1. Decide where your sinking fund account will be kept. While it’s not an “investment”, so interest rate is not hugely important, it still makes sense to get some reasonable interest, and I recommend using one of the online-only banks like Ally. Interest rates everywhere are ridiculously low right now (October 2020), but you’ll always get about 10-fold higher interest in an online savings account than you will at a brick and mortar bank.
2. Figure out how your chosen institution will interface with your regular checking account.

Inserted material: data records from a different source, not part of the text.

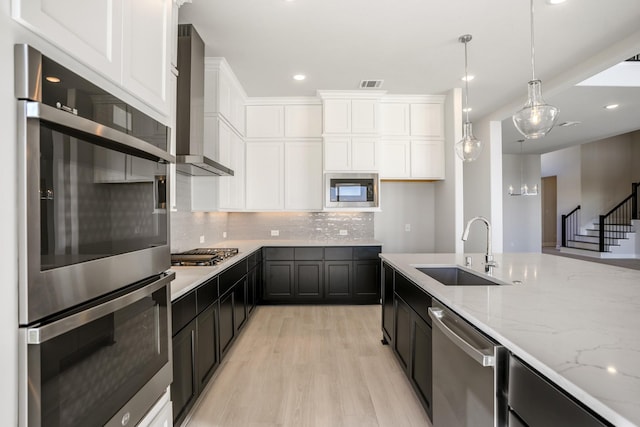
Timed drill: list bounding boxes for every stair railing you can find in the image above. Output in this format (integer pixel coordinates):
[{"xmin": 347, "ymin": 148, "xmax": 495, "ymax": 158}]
[
  {"xmin": 598, "ymin": 191, "xmax": 638, "ymax": 252},
  {"xmin": 562, "ymin": 205, "xmax": 580, "ymax": 248}
]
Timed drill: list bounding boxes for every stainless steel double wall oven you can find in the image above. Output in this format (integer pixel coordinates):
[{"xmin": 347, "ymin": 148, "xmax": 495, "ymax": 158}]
[{"xmin": 14, "ymin": 45, "xmax": 174, "ymax": 426}]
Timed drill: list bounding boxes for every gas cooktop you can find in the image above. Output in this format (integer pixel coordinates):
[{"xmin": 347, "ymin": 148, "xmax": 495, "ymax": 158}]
[{"xmin": 171, "ymin": 248, "xmax": 238, "ymax": 267}]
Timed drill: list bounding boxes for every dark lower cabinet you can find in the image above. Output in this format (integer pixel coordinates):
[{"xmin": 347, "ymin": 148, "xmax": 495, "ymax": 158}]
[
  {"xmin": 324, "ymin": 261, "xmax": 353, "ymax": 299},
  {"xmin": 196, "ymin": 301, "xmax": 220, "ymax": 392},
  {"xmin": 218, "ymin": 290, "xmax": 235, "ymax": 359},
  {"xmin": 381, "ymin": 264, "xmax": 394, "ymax": 345},
  {"xmin": 171, "ymin": 319, "xmax": 199, "ymax": 425}
]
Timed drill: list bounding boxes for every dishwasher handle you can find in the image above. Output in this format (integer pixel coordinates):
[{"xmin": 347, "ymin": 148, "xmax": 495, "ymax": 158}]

With Ally, we transfer money into the Ally savings account online through the Ally website, and when it comes time to pay for a sinking fund item, we similarly transfer the money back into our checking account and pay the bill or buy the item.
Some of the other online banks have check writing privileges, thus eliminating the transfer back into your checking account, which is fine too. Just be sure you know how it will work and that you are comfortable with it.
We also have our other savings like our emergency fund and car savings set up with Ally, and the “bucket” feature allows easy allocation to different purposes all within one account.
3. Create a page of your budget spreadsheet to keep track of how much money you have allocated to each line item in your sinking fund. The last tab of our budget is where we do this, and it is cumulative, showing each month’s transfers into and out of the sinking fund account going all the way back to when we started one. SEE PHOTO ABOVE.
In the first column, list the items, each to a cell, starting with the second or third row, to leave a row for column labels. (See photo). Second column label “Cumulative Total”. Then the columns will go by pairs: an "input" column and an "outgo" column for each month. In the pictured example, the last two (rightmost) columns are labeled July 2019 Input and July 2019 Outgo.
Create a row at the bottom and label it “Interest” (as if it were another sinking fund item), and then the next row label “Total”. This row will show you the cumulative total of the whole account, as well as the total for each “input” for a given month and for any “outgo” in a given month. The Cumulative Total column will show you how much of the total in your sinking fund that you have allocated to each item.
4. Each month you will transfer a lump sum of money into your sinking fund. That lump sum will be the sum of what you are saving for all the items on a monthly basis. To decide this, divide the expected cost of each item by the number of months until you must purchase or pay for the item.
For example, we fill our heating oil tanks once a year. Say the total cost for the fuel oil is about $1500, so we save $125 each month for a year in order to make that purchase ($125 X 12 months = $1500).
The exterminator is $107 every 3 months (one of those bills we could handle without the sinking fund, but why bother?), so we put $36 every month into the sinking fund for the exterminator.
Decide the monthly amount for each item in your list. Note that the time frame might NOT be 12 months. For example, if you are starting your Christmas sinking fund in July, then you would only have 6 months to save up for this coming Christmas. Then in January you would reduce the monthly amount, because you then have 12 month to save for the next Christmas.
5. List the monthly amounts for each item in the column marked July Input (when you are doing your July budget). Now copy and paste those same amounts to the section of your budget spreadsheet (probably your first page) where you plan out your July budget (not pictured here). You will need a separate main category in your budget called Sinking Fund where all these items are listed, and where you enter your monthly budget numbers.
Usually the amounts for sinking fund items will remain fairly stable month to month….that’s kind of the point of systematically saving for these things. But you still have the freedom to make adjustments each month based on circumstances and needs.
6. Use the calculation function in the spreadsheet to make each cell in the Cumulative Total column equal the sum of all cells to its right. That way that column will always show you what you currently have saved up for each individual item – this is why it’s important to enter withdrawals as negative numbers.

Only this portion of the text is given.